Children get the same types of headaches adults do, but their symptoms may differ. For example, a migraine in an adult usually starts early in the morning, but a child's is more likely to develop in the late afternoon. Also, migraine pain in children may last less than four hours, whereas in adults, migraines last at least four hours. Such differences may make it difficult to pinpoint headache type in a child, especially in a younger child who can't describe symptoms.
In general, though, certain symptoms tend to fall more frequently under certain categories.
Migraines can cause:
- Pulsating, throbbing or pounding head pain
- Pain that worsens with exertion
- Abdominal pain
- Extreme sensitivity to light and sound
Even infants can have migraines. A child who's too young to tell you what's wrong may cry and hold his or her head to indicate severe pain.
Tension-type headaches can cause:
- A pressing tightness in the muscles of the head or neck
- Mild to moderate, nonpulsating pain on both sides of the head
- Pain that's not worsened by physical activity
- Headache that's not accompanied by nausea or vomiting, as is often the case with migraine
Younger children may withdraw from regular play and want to sleep more. Tension-type headaches can last from 30 minutes to several days.
Cluster headaches are uncommon in children under 12 years of age. They usually:
- Occur in groups of five or more episodes, ranging from one headache every other day to eight a day
- Involve sharp, stabbing pain on one side of the head that lasts from 15 minutes to three hours
- Are accompanied by teariness, congestion, runny nose, or restlessness or agitation
Chronic daily headache
Doctors use the phrase "chronic daily headache" (CDH) for migraine headaches and tension-type headaches that occur more than 15 days a month for more than three months. CDH may be caused by an infection, minor head injury or taking pain medications — even nonprescription pain medications — too often.
When to see a doctor
Most headaches aren't serious, but seek prompt medical care if your child's headaches:
- Wake your child from sleep
- Worsen or become more frequent
- Change your child's personality
- Follow an injury, such as a blow to the head to
- Feature persistent vomiting or visual changes
- Are accompanied by fever and neck pain or stiffness
A number of factors can cause your child to develop headache. Factors include:
- Illness and infection. Common illnesses such as colds, flu, and ear and sinus infections are some of the most frequent causes of headache in children. More-serious infections, such as meningitis or encephalitis, also can cause headache, but are usually accompanied by other signs and symptoms, such as fever and neck stiffness.
- Head trauma. Bumps and bruises can cause headaches. Although most head injuries are minor, seek prompt medical attention if your child falls hard on his or her head or gets hit hard in the head. Also, contact a doctor if your child's head pain steadily worsens after a head injury.
- Emotional factors. Stress and anxiety — perhaps triggered by problems with peers, teachers or parents — can play a role in children's headaches. Children with depression may complain of headaches, particularly if they have trouble recognizing feelings of sadness and loneliness.
- Genetic predisposition. Headaches, particularly migraines, tend to run in families.
- Certain foods and beverages. Nitrates — a food preservative found in cured meats, such as bacon, bologna and hot dogs — can trigger headaches, as can the food additive MSG. Also, too much caffeine — contained in soda, chocolates, coffees and teas — can cause headaches.
- Problems in the brain. Rarely, a brain tumor or abscess or bleeding in the brain can press on areas of the brain, causing a chronic, worsening headache. Typically in these cases, however, there are other symptoms, such as visual problems, dizziness and lack of coordination.

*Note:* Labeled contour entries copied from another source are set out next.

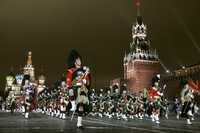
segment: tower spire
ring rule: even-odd
[[[137,8],[137,16],[139,17],[140,16],[140,2],[141,0],[135,0],[135,5],[136,5],[136,8]]]
[[[28,52],[27,65],[32,65],[32,52]]]

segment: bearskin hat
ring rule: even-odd
[[[29,81],[30,81],[30,79],[31,79],[30,75],[24,75],[24,78],[23,78],[23,80],[22,80],[22,85],[25,85],[25,81],[26,81],[26,80],[29,80]]]
[[[78,58],[80,58],[80,60],[82,61],[80,54],[75,49],[71,50],[67,59],[68,69],[75,67],[75,61]]]

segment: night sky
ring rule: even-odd
[[[199,0],[142,0],[141,14],[151,46],[170,70],[198,63]],[[0,88],[5,75],[25,65],[29,50],[38,75],[49,83],[66,71],[77,49],[93,75],[93,87],[122,76],[123,56],[132,41],[134,0],[0,0]]]

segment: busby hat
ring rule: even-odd
[[[30,75],[24,75],[24,78],[23,78],[23,80],[22,80],[22,85],[25,85],[25,81],[26,81],[26,80],[29,80],[29,81],[30,81],[30,79],[31,79]]]
[[[67,59],[68,69],[75,67],[75,61],[78,58],[80,58],[80,60],[82,60],[80,54],[75,49],[72,49],[70,51],[68,59]]]

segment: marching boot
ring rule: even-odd
[[[81,117],[81,116],[78,116],[77,128],[83,128],[83,125],[82,125],[82,117]]]

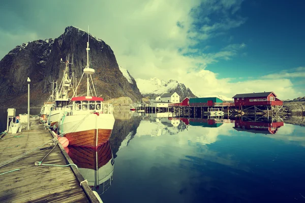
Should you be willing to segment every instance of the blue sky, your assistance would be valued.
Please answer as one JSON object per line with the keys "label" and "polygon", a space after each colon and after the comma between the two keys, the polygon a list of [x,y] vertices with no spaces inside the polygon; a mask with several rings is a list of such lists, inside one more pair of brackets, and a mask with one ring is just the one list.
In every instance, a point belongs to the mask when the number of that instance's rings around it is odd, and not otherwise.
{"label": "blue sky", "polygon": [[176,80],[202,96],[293,98],[305,96],[304,8],[284,0],[5,1],[0,58],[89,25],[135,78]]}

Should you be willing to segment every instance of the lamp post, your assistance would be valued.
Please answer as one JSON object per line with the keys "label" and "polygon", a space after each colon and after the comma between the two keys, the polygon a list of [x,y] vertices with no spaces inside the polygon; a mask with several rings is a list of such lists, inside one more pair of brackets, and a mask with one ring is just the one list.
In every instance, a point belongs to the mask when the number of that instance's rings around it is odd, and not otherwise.
{"label": "lamp post", "polygon": [[29,130],[29,83],[30,80],[27,77],[27,130]]}

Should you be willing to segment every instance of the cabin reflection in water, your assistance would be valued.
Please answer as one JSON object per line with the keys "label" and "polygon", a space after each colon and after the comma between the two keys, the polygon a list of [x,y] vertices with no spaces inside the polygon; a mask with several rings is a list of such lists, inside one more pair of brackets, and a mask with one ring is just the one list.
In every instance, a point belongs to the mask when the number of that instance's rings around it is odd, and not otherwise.
{"label": "cabin reflection in water", "polygon": [[79,147],[68,149],[69,156],[90,187],[99,194],[103,194],[113,181],[114,159],[110,142],[106,141],[97,149]]}
{"label": "cabin reflection in water", "polygon": [[255,133],[274,134],[280,127],[284,126],[280,118],[241,117],[236,118],[233,127],[237,131],[246,131]]}
{"label": "cabin reflection in water", "polygon": [[205,127],[218,127],[225,123],[230,123],[230,119],[225,119],[223,116],[204,116],[203,118],[180,118],[180,120],[187,125],[202,126]]}

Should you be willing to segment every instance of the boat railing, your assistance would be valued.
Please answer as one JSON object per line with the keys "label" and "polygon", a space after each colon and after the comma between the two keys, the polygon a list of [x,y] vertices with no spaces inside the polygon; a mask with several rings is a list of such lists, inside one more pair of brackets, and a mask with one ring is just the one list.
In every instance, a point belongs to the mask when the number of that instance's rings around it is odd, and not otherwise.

Any child can develop headaches, but they're more common in:
- Girls after they reach puberty
- Children who have a family history of headaches or migraines
The following may help you prevent headaches or reduce the severity of headaches in children:
- Practice healthy behaviors. Behaviors that promote general good health also may help prevent headaches for your child. These lifestyle measures include getting plenty of sleep, staying physically active, eating healthy meals and snacks, and avoiding caffeine. There's some evidence that being overweight, smoking and getting little physical activity contribute to headaches in adolescents.
- Reduce stress. Stress and busy schedules may increase the frequency of headaches. Be alert for things that may cause stress in your child's life, such as difficulty doing schoolwork or strained relationships with peers. If your child's headaches are linked to anxiety or depression, consider talking to a counselor.
- Keep a headache diary. A diary can help you determine what causes your child's headaches. Note when the headaches start, how long they last and what, if anything, provides relief. Record your child's response to taking any headache medication. Over time, the items you note in the headache diary should help you understand your child's symptoms so that you can take specific preventive measures.
- Avoid headache triggers. Avoid any food or drinks, such as those containing caffeine, that seem to trigger headaches. Your headache diary can help you determine what prompts your child's headaches, so you know what to avoid.
- Follow your doctor's plan. Your doctor may recommend preventive medication if the headaches are severe, occur daily and interfere with your child's normal lifestyle. Certain medications taken at regular intervals — such as certain antidepressants or anti-seizure medications — may reduce the frequency and severity of headaches.